Atualização do Cadastro
No dia 7 de abril, o Ministério do Trabalho e Emprego adicionou 169 novos empregadores ao cadastro. É importante destacar que a inclusão não depende obrigatoriamente do resgate de trabalhadores. O documento é atualizado a cada seis meses para promover a transparência nas ações de combate ao trabalho escravo. Para isso, conta com a atuação conjunta da Auditoria Fiscal do Trabalho, Polícia Federal, Ministério Público do Trabalho, Ministério Público Federal, Defensoria Pública da União e, em algumas situações, outras forças policiais.
Critérios para Inclusão e Exclusão
- A inclusão no cadastro só ocorre após a conclusão de um processo administrativo.
- Os nomes permanecem na lista por um período de dois anos.
- É possível solicitar a retirada antes desse prazo, desde que o empregador celebre um acordo de regularização com o Ministério do Trabalho.
- Empregadores com acordo passam a constar em uma lista de observação, que monitora a situação.
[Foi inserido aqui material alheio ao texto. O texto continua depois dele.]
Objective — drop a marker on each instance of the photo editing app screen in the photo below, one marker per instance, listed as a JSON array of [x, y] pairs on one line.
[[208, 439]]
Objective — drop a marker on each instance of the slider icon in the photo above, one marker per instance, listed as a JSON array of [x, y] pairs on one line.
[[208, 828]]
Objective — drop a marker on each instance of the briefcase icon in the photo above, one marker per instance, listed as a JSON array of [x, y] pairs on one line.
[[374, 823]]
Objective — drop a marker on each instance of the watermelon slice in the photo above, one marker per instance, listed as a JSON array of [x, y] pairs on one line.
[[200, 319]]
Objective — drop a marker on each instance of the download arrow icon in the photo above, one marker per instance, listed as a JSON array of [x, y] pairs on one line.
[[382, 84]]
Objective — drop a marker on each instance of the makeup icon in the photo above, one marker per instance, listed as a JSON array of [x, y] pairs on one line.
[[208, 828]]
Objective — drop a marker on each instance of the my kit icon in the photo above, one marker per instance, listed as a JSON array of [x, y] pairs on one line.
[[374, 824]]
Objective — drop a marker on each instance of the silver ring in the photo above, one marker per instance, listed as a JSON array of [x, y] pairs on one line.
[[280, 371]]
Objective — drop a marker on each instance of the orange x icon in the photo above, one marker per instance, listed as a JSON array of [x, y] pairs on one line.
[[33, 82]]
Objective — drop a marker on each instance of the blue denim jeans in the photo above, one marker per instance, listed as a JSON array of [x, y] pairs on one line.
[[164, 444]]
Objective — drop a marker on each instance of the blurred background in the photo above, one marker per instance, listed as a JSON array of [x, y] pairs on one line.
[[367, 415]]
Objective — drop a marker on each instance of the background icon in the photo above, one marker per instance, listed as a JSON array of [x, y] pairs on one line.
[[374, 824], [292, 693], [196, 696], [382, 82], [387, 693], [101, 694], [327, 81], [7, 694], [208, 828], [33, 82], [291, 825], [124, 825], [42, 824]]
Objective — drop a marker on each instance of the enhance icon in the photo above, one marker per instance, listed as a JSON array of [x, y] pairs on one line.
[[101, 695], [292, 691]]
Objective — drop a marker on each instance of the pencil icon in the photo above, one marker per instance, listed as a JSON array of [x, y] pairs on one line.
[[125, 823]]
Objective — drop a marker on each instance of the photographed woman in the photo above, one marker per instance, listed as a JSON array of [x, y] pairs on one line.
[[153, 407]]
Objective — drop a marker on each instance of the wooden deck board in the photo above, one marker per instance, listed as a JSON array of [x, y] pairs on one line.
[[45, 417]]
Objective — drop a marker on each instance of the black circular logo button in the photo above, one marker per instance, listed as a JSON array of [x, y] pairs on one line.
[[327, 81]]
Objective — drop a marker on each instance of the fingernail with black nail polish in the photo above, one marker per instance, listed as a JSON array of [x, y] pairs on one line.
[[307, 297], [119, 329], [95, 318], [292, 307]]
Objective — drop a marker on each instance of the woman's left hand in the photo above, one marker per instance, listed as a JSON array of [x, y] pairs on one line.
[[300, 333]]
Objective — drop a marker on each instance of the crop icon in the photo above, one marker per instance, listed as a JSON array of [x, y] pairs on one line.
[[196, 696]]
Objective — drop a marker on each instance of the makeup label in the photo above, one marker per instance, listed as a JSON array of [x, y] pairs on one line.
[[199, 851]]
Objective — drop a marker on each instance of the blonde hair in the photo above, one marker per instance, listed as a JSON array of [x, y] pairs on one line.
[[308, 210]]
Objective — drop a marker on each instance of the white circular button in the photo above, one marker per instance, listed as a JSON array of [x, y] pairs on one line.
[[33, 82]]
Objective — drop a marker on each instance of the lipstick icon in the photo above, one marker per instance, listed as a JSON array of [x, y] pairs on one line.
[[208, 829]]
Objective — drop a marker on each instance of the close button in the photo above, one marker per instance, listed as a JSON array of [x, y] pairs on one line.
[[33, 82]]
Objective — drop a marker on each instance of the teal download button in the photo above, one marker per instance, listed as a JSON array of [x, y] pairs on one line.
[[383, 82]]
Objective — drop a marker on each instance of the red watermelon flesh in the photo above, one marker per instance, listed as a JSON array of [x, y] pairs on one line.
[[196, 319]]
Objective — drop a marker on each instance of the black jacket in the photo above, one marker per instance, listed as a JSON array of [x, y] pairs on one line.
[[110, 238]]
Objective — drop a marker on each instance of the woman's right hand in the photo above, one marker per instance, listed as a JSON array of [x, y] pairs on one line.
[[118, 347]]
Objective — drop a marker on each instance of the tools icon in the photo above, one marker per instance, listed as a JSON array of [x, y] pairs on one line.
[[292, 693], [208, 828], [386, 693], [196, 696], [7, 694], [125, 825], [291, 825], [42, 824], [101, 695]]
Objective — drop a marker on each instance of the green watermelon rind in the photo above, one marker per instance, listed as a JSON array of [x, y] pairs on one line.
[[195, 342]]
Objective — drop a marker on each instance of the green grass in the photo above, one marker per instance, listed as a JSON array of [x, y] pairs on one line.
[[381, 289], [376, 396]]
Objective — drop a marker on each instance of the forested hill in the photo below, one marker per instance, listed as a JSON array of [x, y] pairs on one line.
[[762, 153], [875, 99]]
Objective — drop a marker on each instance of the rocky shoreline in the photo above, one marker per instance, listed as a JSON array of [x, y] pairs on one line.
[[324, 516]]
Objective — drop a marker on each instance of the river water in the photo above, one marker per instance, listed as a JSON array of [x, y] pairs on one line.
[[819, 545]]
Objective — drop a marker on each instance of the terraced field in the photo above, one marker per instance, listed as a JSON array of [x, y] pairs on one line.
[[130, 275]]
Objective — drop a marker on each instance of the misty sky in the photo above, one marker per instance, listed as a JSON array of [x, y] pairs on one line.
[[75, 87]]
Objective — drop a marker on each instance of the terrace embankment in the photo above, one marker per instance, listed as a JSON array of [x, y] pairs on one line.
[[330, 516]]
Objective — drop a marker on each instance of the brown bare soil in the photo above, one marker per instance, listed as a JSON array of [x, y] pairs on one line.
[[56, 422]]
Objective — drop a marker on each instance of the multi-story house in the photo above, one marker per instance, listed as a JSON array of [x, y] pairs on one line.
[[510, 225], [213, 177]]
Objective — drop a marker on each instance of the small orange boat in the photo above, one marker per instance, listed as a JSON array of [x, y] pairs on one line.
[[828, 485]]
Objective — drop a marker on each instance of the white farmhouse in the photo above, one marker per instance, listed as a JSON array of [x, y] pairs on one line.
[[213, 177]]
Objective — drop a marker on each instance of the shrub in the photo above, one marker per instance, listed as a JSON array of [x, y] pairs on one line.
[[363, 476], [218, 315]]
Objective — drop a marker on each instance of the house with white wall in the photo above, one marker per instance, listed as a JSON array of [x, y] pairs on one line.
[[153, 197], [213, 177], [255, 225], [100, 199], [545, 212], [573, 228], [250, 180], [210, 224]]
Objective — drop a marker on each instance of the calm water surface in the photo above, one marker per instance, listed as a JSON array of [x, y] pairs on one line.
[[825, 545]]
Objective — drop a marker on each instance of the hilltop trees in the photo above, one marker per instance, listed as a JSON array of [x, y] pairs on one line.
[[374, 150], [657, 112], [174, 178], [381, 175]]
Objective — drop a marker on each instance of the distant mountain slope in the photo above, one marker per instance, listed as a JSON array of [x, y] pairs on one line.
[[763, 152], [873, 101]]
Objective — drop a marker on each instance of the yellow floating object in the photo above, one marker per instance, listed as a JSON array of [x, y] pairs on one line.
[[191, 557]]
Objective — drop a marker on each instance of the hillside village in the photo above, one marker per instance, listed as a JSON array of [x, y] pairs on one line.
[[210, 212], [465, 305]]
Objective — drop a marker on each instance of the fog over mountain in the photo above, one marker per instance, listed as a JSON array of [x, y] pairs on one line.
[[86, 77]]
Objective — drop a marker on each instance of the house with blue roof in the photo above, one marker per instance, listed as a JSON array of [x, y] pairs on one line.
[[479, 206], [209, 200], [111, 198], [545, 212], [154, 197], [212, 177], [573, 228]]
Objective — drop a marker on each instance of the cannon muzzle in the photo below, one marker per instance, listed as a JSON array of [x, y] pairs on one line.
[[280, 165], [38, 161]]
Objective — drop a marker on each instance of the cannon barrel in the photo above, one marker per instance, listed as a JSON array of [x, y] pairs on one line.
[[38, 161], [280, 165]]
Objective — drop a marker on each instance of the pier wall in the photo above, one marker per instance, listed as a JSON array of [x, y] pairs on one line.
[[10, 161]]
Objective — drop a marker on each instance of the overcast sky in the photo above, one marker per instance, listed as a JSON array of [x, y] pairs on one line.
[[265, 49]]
Contexto da Inclusão da BYD
O caso envolvendo a BYD tem origem em dezembro de 2024, quando 163 trabalhadores foram resgatados em situação degradante em Camaçari, na região metropolitana de Salvador. Na época, eles prestavam serviços para a empresa Jinjiang, terceirizada contratada pela BYD para a construção da primeira fábrica da montadora no Brasil.
Durante a fiscalização, foram interditados alojamentos e partes do canteiro de obras da unidade localizada no local onde antes funcionava uma fábrica da Ford. A BYD comunicou que encerrou o contrato com a empreiteira responsável e que colabora com as autoridades competentes. Até o fechamento da matéria, a empresa não havia se manifestado novamente.